Her speech would get slurred and she would get bitchy. Then she would call people, because she was lonely. You can imagine, being called by a sloppy drunk did not endear her to people. One time, she was pissed at the administrator of the hospital where she was the director of nursing. They had had a run-in over something that was served to a patient at mealtime. I was right there and heard what she said to the administrator. I kept making "STOP!" motions with my hands but she paid no attention. I may have been a dumb teenager who had never held a job but I had enough sense to know that you don't just get drunk and call your boss at home and call him an SOB, even if it is true.
Her severance check was on her desk the next morning.
She got a job in a nursing home after that, just something to tide her over until she could get her widow's Social Security.
Her drinking was one of the reasons I applied for a university fairly far from home. She and I had NEVER gotten along, even when I was little, but after Dad was gone (he had been the peacemaker) and she started drinking, she was intolerable.

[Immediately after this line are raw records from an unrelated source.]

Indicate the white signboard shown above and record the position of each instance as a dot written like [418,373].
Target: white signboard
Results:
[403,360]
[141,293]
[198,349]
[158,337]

She fell and broke a hip (probably drunk at the time) and had to go into a nursing home. For the last decade or so of her life, she remained in some sort of care facility. Nobody would bring her cigarettes or booze, so she had to quit both, cold turkey. That must have been brutal, both for her, and for the people who had to take care of her. She could be EXCEEDINGLY abusive, verbally. Fortunately, I lived hundreds of miles away at that time, and did not have to endure the abuse I'm sure she dished out to everyone else.
Whenever she had to have surgery, I would come home from school to be with her, and I would always let the surgeon know - either verbally or via a note slipped into his hand - that she was a VERY heavy drinker and to please be aware of that at the time of surgery. Frequently, when the surgeon would come out to the waiting room to let me know how things went, he would thank me for letting him know about her drinking. It affected her metabolism and what medicines they could give her.
I tried often to talk her into going to AA. Her first line: "It's nobody else's business." And then the killer, which I consider diagnostic all by itself: "I can quit any time I want to." Yeah. Right.
I was very cautious when I first tried alcohol. If I had discovered any kind of compulsion to keep drinking, I would have stopped, immediately. But fortunately, I did not inherit that gene. I am able to enjoy a single drink with dinner and let it go at that. (And nowadays, I'm not supposed to drink ANY alcohol, but on special occasions I may have a wee snort!)